Part of the trick to Bt cotton's remarkable promise, say the
salesmen, is that Bollgard® was genetically engineered in the lab to
contain bacillus thuringiensis, a bacterium that the company claims
drastically reduces the need for pesticides. When pesticides are
needed, Bt cotton plants are Roundup® Ready -- a Monsanto designation
meaning that the plants can be drowned in the company's signature
herbicide, none the worse for wear. (Roundup® mercilessly kills
nonengineered plants.)
Sounds great, right? The catch is that
Bollgard® and Roundup® cost real money. And so Vidarbha's farmers,
somewhat desperate to grow the anemic profit margin that comes with
raising cotton in that dry and dusty region, have rushed to both banks
and local moneylenders to secure the cash needed to get on board with
Monsanto. Of a $3,000 bank loan a Vidarbha farmer might take out, as
much as half might go to purchasing a growing season's worth of Bt
seeds.
And the same goes the next season, and the next season
after that. In traditional agricultural, farmers can recycle seeds from
one harvest to plant the next, or swap seeds with their neighbors at
little or no cost. But when it comes to engineered seeds like Bt
cotton, Monsanto owns the tiny speck of intellectual property inside
each hull, and thus controls the patent. And a farmer wishing to reuse
seeds from a Monsanto plant must pay to relicense them from the company
each and every growing season.
The cycle of debt
continues into a downward spiral. And to be sure, water problems are
adding to the crisis. In this most recent instance dam construction
nearby was a significant contributor. While changes in water
availability may be the jumping point for some farmers in India, it has
been the globalization model of agriculture hyped by companies like
Monsanto and Cargill that have led farmers to the cliff in the first
place.
As renown physicist and anti-globalization activist
Vandana Shiva (who has also fought against big dam construction) said
in an interview with Democracy Now! in 2006:
A few weeks ago, I was in Punjab. 2,800 widows of farmer suicides who
have lost their land, are having to bring up children as landless
workers on others' land.

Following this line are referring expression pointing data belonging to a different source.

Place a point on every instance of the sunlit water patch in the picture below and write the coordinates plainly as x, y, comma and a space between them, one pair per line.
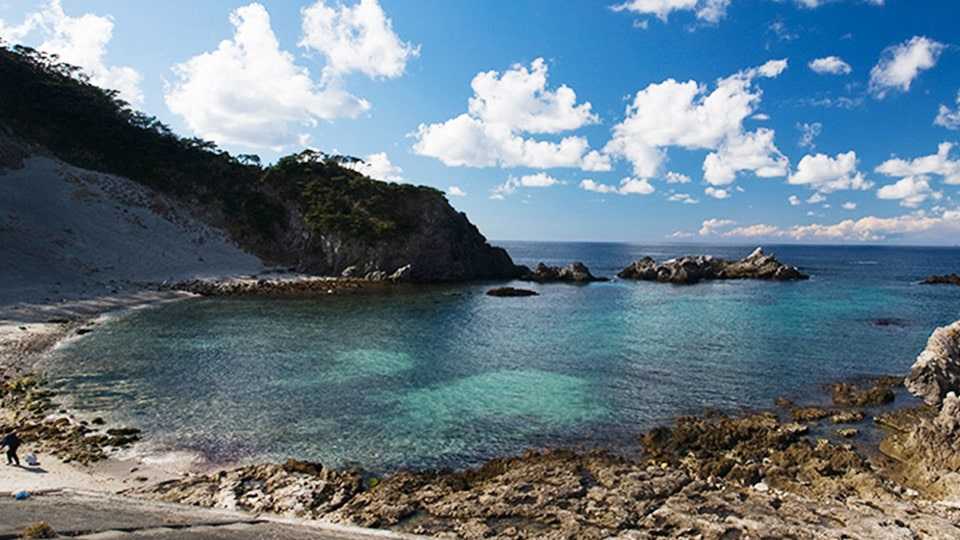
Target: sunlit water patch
451, 377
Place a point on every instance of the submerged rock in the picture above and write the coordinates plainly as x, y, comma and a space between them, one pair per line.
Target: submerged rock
947, 279
690, 270
876, 392
937, 370
575, 272
511, 292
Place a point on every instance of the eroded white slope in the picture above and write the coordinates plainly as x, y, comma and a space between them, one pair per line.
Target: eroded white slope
70, 233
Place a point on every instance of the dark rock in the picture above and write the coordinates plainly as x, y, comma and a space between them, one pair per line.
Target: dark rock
575, 272
511, 292
876, 392
690, 270
948, 279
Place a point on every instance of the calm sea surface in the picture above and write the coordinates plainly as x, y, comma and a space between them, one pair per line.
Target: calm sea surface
447, 376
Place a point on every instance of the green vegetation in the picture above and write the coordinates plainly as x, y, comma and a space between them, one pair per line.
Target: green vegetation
54, 105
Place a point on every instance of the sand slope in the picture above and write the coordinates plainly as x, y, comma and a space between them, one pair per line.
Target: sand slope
69, 233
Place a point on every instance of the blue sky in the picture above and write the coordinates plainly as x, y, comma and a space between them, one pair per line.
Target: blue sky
675, 101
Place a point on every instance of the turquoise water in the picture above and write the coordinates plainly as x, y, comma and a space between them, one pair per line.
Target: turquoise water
446, 376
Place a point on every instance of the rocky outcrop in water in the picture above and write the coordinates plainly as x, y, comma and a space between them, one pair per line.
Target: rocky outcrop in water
575, 272
948, 279
937, 370
690, 270
511, 292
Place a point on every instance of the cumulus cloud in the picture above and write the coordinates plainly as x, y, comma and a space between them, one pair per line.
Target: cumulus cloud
537, 180
911, 191
717, 193
939, 164
948, 118
684, 114
682, 198
900, 64
830, 65
714, 225
250, 92
378, 167
866, 229
358, 38
677, 178
503, 108
628, 186
827, 174
80, 41
808, 133
705, 10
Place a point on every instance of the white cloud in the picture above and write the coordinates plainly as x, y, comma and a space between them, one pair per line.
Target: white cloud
830, 65
80, 41
828, 174
715, 225
938, 164
503, 108
867, 229
816, 198
672, 113
900, 64
706, 10
628, 186
250, 92
358, 38
752, 151
378, 167
537, 180
677, 178
808, 133
947, 118
716, 193
911, 191
682, 198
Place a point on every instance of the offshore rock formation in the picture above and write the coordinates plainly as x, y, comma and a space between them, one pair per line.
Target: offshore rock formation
937, 370
947, 279
575, 272
509, 292
690, 270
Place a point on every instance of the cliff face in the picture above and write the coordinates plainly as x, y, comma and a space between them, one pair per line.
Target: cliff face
437, 243
307, 211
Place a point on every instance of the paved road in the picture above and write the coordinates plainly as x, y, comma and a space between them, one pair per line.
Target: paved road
89, 515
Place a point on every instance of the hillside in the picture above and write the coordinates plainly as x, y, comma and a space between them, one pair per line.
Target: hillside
306, 212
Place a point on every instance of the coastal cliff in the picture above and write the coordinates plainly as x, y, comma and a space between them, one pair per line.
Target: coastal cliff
308, 212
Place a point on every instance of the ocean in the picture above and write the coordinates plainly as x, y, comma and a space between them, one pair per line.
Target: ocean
445, 376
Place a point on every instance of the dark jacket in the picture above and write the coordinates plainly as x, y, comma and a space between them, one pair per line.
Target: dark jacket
11, 441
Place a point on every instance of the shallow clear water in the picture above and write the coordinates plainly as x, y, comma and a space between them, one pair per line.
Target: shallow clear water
447, 376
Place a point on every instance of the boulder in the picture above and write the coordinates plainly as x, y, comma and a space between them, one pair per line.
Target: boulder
511, 292
948, 279
575, 272
690, 270
937, 370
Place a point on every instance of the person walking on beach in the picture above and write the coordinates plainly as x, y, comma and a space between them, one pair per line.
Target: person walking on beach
12, 442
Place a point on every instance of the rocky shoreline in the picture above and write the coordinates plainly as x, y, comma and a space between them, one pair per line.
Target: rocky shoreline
767, 474
797, 470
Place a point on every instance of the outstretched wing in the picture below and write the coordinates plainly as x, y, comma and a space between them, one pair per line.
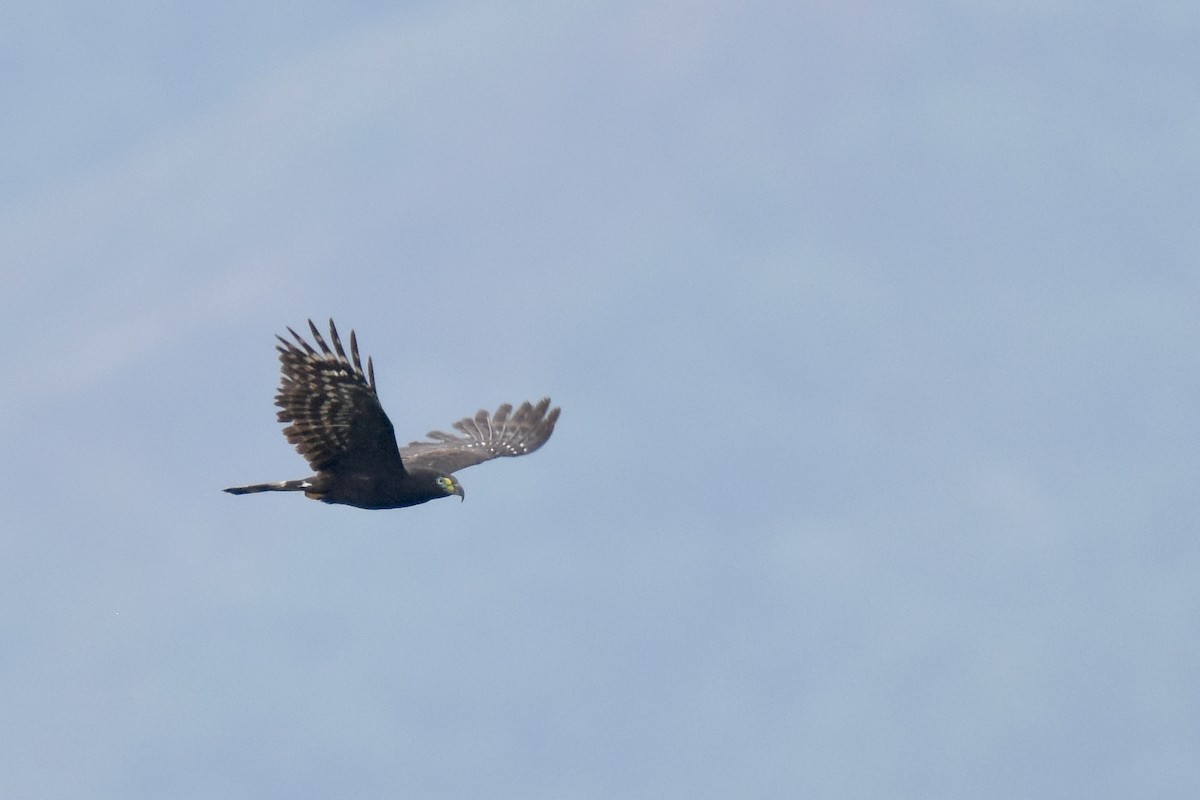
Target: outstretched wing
503, 433
337, 422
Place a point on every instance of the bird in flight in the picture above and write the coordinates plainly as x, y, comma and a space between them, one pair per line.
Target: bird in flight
341, 429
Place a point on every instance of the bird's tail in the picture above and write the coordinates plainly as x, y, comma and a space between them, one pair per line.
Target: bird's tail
277, 486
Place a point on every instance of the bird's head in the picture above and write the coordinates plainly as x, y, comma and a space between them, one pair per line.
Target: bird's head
450, 485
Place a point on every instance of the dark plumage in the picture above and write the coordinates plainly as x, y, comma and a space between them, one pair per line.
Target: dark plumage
340, 427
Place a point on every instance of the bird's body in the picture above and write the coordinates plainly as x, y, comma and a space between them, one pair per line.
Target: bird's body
340, 427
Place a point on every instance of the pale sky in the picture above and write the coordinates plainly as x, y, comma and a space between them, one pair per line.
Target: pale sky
875, 330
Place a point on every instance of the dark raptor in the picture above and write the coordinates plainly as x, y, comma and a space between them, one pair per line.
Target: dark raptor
340, 427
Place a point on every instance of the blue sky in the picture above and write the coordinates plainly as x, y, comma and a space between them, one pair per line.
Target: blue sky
875, 331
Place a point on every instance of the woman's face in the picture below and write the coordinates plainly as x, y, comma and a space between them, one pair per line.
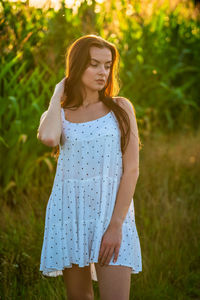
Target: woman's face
99, 68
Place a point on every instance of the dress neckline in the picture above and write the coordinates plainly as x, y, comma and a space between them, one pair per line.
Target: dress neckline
87, 121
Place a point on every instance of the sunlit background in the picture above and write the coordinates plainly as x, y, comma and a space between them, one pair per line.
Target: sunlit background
159, 72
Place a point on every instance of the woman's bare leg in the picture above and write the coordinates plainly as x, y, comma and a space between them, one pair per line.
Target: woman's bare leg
114, 282
78, 283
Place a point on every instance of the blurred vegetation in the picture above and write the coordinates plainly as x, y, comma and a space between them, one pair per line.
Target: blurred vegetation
159, 46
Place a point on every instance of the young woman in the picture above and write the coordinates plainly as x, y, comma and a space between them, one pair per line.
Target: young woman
90, 231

And yet, the system does not respond to it,
because there's only one response: get Monsanto out of the seed
sector--they are part of this genocide -- and ensure WTO rules are not
bringing down the prices of agricultural produce in the United States,
in Canada, in India, and allow trade to be honest. I don't think we
need to talk about free trade and fair trade. We need to talk about
honest trade. Today's trade system, especially in agriculture, is
dishonest, and dishonesty has become a war against farmers. It's become
a genocide.
The recent mass suicide in India
should be a wake up call to the rest of the world. The industrial
agriculture model is literally killing our farmers.